The Diamond Model is just one structured analytical technique you should know how to use to become a CTI analyst. Follow the ongoing series Structured Analytical Techniques for more!
Frequently Asked Questions
What Are the Four Main Features of the Diamond Model?
The Diamond Model describes the relationships within a typical cyber attack. To do this, it uses four main components:
- Adversary: The perpetrator of the cyber attack. This could be an individual operator or the entity that benefits from the attack, including their intent, motivations, and objectives.
- Capability: The tools (hacking tools, malware, exploits) and tradecraft (TTPs) the attacker uses during an intrusion.
- Infrastructure: The vehicle the attacker uses to deliver their capabilities and perform the attack. It can include email addresses, online personas, phone numbers, C2 servers, compromised websites, domains, IP addresses, Tor nodes, service accounts, file-sharing websites, and cloud services.
- Victim: The intended target of the attack. This is not to be confused with targets used as collateral, such as software vendors, hosting services, or contractors.
What is the Diamond Model of Intrusion Analysis?

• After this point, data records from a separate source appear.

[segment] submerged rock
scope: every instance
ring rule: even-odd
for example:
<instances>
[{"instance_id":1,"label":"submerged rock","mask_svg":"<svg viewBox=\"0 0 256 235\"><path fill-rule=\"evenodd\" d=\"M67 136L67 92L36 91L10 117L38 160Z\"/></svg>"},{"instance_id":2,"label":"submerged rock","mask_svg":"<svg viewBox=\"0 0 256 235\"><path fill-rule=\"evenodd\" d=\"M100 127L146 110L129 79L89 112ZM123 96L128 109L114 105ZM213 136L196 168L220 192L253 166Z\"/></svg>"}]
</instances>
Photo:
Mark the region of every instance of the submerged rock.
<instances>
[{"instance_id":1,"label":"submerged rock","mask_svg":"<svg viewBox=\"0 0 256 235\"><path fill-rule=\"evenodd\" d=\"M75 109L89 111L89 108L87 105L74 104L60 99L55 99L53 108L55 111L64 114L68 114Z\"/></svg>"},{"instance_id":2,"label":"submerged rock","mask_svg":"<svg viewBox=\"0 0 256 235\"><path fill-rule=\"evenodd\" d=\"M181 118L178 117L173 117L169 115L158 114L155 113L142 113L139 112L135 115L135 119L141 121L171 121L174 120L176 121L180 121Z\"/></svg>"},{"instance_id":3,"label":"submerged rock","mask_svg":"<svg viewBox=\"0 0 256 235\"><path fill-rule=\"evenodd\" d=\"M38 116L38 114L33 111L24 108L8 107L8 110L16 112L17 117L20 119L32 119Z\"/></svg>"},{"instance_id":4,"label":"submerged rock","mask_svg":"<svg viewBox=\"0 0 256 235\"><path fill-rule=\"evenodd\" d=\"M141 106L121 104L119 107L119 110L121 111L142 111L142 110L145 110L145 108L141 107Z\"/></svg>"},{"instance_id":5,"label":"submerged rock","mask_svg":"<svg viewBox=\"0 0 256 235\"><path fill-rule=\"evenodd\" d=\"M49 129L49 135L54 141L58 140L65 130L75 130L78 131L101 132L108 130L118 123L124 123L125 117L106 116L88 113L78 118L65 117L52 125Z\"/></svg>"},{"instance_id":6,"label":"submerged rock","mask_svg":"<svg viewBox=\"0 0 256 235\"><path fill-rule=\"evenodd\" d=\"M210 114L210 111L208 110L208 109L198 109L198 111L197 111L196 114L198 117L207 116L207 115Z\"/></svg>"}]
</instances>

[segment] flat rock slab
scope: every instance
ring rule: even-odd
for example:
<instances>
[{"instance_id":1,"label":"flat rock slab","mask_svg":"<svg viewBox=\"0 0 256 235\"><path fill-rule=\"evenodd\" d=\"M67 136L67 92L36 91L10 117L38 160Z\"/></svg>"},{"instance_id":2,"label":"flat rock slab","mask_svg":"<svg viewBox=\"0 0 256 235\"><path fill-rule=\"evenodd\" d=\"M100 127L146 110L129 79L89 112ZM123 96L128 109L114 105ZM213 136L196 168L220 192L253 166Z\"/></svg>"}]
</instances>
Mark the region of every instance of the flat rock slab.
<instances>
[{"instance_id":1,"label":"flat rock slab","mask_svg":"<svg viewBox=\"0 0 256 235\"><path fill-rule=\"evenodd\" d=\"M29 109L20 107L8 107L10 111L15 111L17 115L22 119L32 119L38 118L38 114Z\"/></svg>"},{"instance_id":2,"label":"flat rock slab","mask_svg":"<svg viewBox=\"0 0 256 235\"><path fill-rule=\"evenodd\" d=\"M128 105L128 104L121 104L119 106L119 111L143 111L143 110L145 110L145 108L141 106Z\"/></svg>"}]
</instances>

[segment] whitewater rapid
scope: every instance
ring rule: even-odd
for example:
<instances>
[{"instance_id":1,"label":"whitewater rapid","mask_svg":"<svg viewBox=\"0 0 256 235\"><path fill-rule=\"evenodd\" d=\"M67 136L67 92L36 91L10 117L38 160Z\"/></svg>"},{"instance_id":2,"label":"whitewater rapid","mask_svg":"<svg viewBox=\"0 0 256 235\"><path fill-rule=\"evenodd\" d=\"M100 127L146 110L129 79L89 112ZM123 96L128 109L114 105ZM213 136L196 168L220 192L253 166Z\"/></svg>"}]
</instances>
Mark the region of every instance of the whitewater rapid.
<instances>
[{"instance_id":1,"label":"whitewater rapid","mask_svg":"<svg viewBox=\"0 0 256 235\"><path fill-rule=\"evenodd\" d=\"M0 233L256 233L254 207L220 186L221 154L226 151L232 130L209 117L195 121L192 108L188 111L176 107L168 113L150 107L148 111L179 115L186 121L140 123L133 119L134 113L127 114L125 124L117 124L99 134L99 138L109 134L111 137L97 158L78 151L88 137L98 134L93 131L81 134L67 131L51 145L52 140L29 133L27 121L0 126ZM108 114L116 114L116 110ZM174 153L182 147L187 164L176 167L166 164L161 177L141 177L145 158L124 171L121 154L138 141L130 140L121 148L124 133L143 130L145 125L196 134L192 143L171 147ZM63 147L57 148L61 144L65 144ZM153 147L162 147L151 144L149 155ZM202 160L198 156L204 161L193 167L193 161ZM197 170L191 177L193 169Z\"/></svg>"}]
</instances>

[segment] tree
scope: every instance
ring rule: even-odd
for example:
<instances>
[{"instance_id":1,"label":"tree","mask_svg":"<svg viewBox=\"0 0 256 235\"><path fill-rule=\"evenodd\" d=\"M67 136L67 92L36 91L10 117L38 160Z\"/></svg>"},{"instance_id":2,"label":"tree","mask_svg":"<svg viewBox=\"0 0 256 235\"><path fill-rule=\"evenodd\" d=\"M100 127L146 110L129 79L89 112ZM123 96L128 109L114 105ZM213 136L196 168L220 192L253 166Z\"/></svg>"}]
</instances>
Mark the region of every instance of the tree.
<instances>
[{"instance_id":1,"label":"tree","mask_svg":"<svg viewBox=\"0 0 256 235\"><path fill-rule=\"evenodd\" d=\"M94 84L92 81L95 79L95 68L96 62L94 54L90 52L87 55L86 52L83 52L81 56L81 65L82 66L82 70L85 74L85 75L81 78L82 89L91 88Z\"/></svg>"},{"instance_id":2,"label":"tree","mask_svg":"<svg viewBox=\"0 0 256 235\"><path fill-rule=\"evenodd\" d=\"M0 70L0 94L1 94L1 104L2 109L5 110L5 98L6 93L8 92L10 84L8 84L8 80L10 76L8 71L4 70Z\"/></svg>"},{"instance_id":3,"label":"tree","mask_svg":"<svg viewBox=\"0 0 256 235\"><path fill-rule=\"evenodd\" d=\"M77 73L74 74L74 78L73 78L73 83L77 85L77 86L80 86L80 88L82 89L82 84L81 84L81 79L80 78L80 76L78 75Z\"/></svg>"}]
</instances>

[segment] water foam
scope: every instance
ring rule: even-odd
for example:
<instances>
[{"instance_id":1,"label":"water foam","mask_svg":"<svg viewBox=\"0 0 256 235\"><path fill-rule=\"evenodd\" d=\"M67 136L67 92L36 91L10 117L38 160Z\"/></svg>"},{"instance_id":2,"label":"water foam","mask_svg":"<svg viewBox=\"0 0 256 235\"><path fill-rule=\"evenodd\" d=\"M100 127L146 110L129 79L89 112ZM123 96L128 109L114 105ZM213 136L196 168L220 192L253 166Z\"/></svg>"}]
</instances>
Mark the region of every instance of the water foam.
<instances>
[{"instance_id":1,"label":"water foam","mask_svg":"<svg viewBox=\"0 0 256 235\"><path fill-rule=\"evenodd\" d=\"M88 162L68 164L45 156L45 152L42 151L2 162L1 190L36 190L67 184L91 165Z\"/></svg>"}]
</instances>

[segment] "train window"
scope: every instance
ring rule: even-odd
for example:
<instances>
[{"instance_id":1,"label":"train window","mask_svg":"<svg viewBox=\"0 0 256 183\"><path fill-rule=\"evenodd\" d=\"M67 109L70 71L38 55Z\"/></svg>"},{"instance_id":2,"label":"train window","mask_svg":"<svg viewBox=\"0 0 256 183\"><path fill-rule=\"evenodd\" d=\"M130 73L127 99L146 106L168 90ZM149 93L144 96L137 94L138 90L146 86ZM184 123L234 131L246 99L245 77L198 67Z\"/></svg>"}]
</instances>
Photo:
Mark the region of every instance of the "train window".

The Diamond Model is a conceptual framework used in cyber security to analyze and understand cyber threats, intrusions, or attacks. It uses four key components: adversary, victim, infrastructure, and capability. These components provide defenders with a structured approach for organizing and visualizing the relationship between an attacker, the victim, and how an attack happened.
It is used in incident response, cyber threat intelligence, threat modeling, threat profiling, and security awareness training to visually show the relationships between these four components and explain how an attack happened.
Who Created the Diamond Model?
Sergio Caltagirone, Andres Pendergast, and Christopher Betz developed the Diamond Model over several years within the intelligence community. It was then declassified and released publicly in a paper titled “The Diamond Model of Intrusion Analysis” by security researchers Andrew P. Moore, Benjamin Edwards, Jared Ettinger, and Richard Harang. This was presented at the International Conference on Cyber Conflict (CyCon) 2014.